Saturday, December 13, 2008

Meanwhile, in local news ...

The local news is about the ongoing saga of the All Saints Church new buildings project.

In October, the Pasadena Design Commission approved our Master Plan project by a vote of 6-2, after we made a number of changes in response to their input in earlier meetings. The next step was a Planning Commission hearing on December 10th.

The hearing lasted until after midnight and at the end the Planning Commission voted 8-1 to deny approval of the project and require an EIR (Environmental Impact Report).

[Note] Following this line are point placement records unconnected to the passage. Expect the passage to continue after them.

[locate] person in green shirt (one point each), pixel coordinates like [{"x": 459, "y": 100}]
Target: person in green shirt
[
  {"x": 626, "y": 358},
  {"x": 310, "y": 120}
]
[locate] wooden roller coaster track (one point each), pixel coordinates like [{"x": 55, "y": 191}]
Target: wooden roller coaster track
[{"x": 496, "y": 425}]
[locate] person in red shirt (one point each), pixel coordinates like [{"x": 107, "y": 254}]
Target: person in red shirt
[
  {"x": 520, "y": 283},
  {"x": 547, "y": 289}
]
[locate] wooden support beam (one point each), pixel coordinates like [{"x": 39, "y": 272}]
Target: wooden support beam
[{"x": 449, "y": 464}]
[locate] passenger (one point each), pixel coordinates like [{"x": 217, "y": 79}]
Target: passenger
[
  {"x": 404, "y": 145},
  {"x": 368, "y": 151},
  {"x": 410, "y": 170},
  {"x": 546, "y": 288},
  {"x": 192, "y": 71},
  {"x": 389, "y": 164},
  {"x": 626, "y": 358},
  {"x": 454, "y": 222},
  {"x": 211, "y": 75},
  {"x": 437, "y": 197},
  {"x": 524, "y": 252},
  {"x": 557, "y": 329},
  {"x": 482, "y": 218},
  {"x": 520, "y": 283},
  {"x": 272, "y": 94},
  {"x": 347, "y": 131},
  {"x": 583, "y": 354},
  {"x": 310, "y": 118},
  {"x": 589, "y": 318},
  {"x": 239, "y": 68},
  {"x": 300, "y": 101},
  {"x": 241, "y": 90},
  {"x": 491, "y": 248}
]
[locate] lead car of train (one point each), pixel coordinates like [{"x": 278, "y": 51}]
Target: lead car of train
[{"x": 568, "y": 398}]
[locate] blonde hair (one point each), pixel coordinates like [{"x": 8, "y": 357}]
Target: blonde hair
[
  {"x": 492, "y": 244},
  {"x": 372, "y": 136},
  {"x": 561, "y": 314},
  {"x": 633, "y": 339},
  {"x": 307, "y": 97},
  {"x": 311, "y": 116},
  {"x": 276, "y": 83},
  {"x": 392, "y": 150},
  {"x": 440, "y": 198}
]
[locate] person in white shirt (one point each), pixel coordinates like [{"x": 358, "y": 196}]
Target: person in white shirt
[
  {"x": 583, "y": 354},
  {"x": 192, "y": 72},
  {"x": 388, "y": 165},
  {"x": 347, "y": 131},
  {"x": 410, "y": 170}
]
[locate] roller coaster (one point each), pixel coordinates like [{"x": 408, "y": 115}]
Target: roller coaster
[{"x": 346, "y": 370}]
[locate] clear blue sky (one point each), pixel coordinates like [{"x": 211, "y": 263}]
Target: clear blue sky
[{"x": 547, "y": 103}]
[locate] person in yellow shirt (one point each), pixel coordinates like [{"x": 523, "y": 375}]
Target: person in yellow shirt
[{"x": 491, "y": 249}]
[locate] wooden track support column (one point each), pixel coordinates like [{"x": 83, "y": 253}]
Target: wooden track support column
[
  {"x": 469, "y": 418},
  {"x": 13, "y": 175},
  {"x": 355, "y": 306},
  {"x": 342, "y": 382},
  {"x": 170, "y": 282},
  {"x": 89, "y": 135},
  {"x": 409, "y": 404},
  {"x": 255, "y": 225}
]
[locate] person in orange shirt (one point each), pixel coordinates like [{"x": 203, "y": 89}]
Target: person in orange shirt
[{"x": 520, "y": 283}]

From the December 12th article by Pasadena Star-News reporter Janette Williams:

Richard Bruckner, the city's director of planning and development -- who was not at the meeting -- said Thursday that it was unheard of for a complete EIR to be requested at the end of the planning process. The city does not require an EIR for every master plan, Bruckner said.
Environmental reports on the All Saints project, he said, did not reach the threshold that triggers requirements for more detailed reports on traffic, air quality, noise, dust and other impacts.
"The Mitigated Negative Declaration was brought to the Planning Commission on May 28, and they concurred with the decision -- in fact they moved for approval," Bruckner said. "We moved forward on that basis."

So what happened?

Quoted in the same article was Claire Bogaard, a founder of something called Pasadena Heritage. Mrs. Bogaard (AKA Mrs. Mayor of Pasadena -- her husband, Bill Bogaard, is Mr. Mayor) said:

"The church must recognize that the project has become so controversial that approval would be "premature" without a complete EIR."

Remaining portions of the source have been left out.